To move forward, it may be useful to look back to what community was long ago, during a time of similar crisis. In the British colonies of America in the 1770s, almost all of the colonial inhabitants lived on rural farms, connected by rough trails to small villages or towns. A trip to the nearest city involved a day or more of travel and was often only possible when the rutted wagon trails were dry. A bit like living on Vashon today, if we didn’t have motorized vehicles or paved roads, and the nearest city was Olympia.
Almost all food was locally grown and bartered for at the open-air market. All labor and most essential services were local. Social bonds were maintained and information exchanged at church, in the market and at frequent, well-attended town meetings. News from outside was discussed, debated and digested within the community, allowing a general consensus to emerge. Without the collective resolve of their community, few colonists would have decided to boycott British imports or join the war for independence.
Since the invention of the automobile, we have lost much of our community engagement — and with it, much of our civic power. We commute to work elsewhere, to shop elsewhere, even to worship elsewhere. We are no longer organized within our communities, but rather by the large corporations that employ us, sell to us and tell us what to think. Face-to-face friendships have withered from lack of attention, while infotainment actors and internet “influencers” we will never meet have become more important to us than our next-door neighbors.
A ruling class of corporate billionaires now takes almost all the value we create. Worker productivity — value creation — has doubled since 1970, while worker compensation has increased only about 40%. The “company town” has become the “company nation.” Corporations have been designated as “persons,” allowing their billionaire owners to use money extracted from us to corrupt and control our government. Political parties present us with false choices among candidates who, for the most part, have served the corporations and ultra-wealthy rather than those who elected them.
Restoration can begin here, at home. When we know and care about our neighbors, we will stand together in response to threats against any of us. We will unify our individual voices into a chorus of: No, you won’t. Not here. We will educate each other, debate the issues and find those issues that unite us. We will speak as a community to our representatives and to the media.
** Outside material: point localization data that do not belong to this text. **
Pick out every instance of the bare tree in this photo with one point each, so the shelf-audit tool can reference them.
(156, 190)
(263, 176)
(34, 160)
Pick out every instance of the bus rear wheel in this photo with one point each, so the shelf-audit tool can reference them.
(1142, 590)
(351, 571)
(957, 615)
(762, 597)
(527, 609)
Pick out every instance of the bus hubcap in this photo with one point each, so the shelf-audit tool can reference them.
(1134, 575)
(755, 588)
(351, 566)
We will strengthen connections with other nearby communities, making our collective voice even louder.
Buying from our local merchants, makers and farmers will keep more of our created value within our community. Even when the price is slightly higher than buying from the superstores or Amazon, the value to us is much greater because we are paying the people in our own community, who in turn will support other workers and other businesses in the community.
Using cash instead of credit for local purchases will retain an additional 3% of our money on Vashon instead of putting it into the pockets of the ultra-rich.
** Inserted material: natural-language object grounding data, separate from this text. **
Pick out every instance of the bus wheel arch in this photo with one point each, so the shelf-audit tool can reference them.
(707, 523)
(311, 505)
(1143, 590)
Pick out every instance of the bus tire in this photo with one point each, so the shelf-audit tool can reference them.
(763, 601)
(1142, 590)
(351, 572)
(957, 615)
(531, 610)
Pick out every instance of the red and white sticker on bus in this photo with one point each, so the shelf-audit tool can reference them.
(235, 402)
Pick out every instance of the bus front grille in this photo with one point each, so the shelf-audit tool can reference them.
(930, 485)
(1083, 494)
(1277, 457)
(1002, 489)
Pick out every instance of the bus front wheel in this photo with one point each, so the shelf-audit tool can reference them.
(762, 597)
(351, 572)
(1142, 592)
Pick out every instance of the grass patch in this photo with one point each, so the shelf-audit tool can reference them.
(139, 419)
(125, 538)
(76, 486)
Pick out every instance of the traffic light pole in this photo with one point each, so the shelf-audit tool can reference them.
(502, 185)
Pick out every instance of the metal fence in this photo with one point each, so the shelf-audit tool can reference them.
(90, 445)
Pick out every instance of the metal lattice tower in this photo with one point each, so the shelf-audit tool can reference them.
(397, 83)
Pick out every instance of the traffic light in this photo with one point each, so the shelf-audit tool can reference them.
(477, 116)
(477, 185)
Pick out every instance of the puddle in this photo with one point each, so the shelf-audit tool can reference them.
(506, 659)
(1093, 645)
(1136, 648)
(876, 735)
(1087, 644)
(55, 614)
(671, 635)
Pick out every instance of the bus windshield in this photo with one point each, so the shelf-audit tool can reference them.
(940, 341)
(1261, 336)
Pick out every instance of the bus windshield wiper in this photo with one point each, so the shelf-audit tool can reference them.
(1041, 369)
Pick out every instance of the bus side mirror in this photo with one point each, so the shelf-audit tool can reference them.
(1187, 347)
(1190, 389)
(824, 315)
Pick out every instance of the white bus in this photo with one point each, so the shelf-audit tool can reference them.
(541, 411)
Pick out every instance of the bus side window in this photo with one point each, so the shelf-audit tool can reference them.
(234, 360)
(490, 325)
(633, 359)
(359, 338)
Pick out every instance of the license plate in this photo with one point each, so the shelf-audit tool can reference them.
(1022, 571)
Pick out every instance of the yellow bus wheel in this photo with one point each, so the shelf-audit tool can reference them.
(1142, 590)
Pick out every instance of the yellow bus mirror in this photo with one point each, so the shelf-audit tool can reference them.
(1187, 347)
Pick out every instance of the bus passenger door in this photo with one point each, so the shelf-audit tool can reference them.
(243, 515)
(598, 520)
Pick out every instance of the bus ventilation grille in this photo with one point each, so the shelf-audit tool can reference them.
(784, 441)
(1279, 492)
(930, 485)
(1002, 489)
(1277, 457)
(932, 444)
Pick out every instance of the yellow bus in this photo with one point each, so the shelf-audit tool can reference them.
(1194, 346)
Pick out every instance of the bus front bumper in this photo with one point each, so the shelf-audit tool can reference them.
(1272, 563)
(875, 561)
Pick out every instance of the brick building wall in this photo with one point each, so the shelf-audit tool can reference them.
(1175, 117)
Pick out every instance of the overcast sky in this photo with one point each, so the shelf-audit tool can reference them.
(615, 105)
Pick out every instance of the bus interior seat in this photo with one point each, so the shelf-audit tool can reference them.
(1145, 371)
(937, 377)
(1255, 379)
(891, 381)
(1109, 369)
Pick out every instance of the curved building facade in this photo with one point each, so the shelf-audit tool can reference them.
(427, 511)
We must encourage ourselves and our children to choose local work that is focused on real human needs — work that will not be easily replaced by robots and AI. We need more teachers, healers, builders, retailers, farmers, electricians, plumbers, civil rights attorneys, appliance repair experts, solar panel installers and service staff in welcoming “third spaces.” Joining with other communities near us, we can concentrate our work and commerce within small businesses rather than large corporations.
To make this work, individual citizens, local interest groups and local businesses all must come together under this banner of community. Whatever the short-term sacrifices, our rewards will be much greater — financially, politically and spiritually — through the restoration of a more human way of life, within a vibrant community.
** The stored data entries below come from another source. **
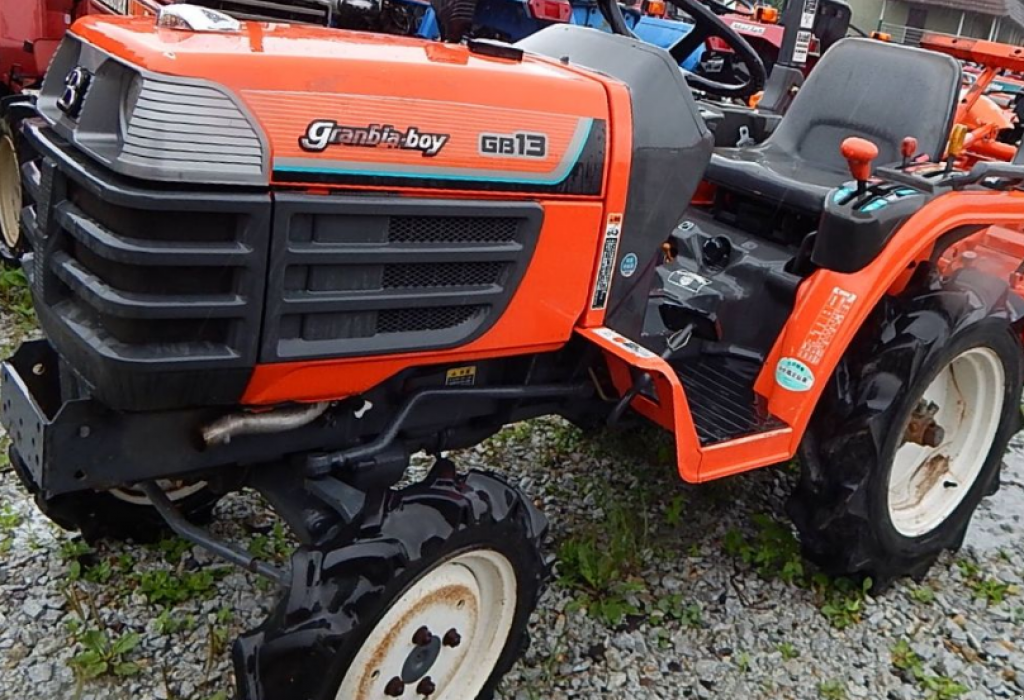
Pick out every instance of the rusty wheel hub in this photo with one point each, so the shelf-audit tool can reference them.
(442, 638)
(946, 441)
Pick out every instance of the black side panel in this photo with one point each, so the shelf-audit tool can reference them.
(371, 275)
(671, 149)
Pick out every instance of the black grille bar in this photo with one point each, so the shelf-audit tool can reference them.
(365, 276)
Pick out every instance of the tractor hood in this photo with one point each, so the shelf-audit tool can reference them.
(289, 104)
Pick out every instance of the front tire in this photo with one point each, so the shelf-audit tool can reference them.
(11, 239)
(437, 599)
(910, 435)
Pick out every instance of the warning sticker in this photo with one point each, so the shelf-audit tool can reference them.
(461, 377)
(826, 325)
(609, 252)
(626, 344)
(809, 14)
(803, 47)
We are communities rising. Together with thousands of communities across this nation, we will elect and hold accountable true representatives of the people.
Bryan Long is a former business executive and former high school teacher who now tends a hobby farm on Maury Island, donating his excess produce to the Vashon Food Bank.
Since early 2025, Long has become active in Indivisible Vashon, helping to build the Protest Group, the Vashon Bucket Drum Brigade and the fledgling Theater for Social Change. You may sometimes see him around town dressed in 1770s colonial fashion, expressing his alter ego, Thomas Paine.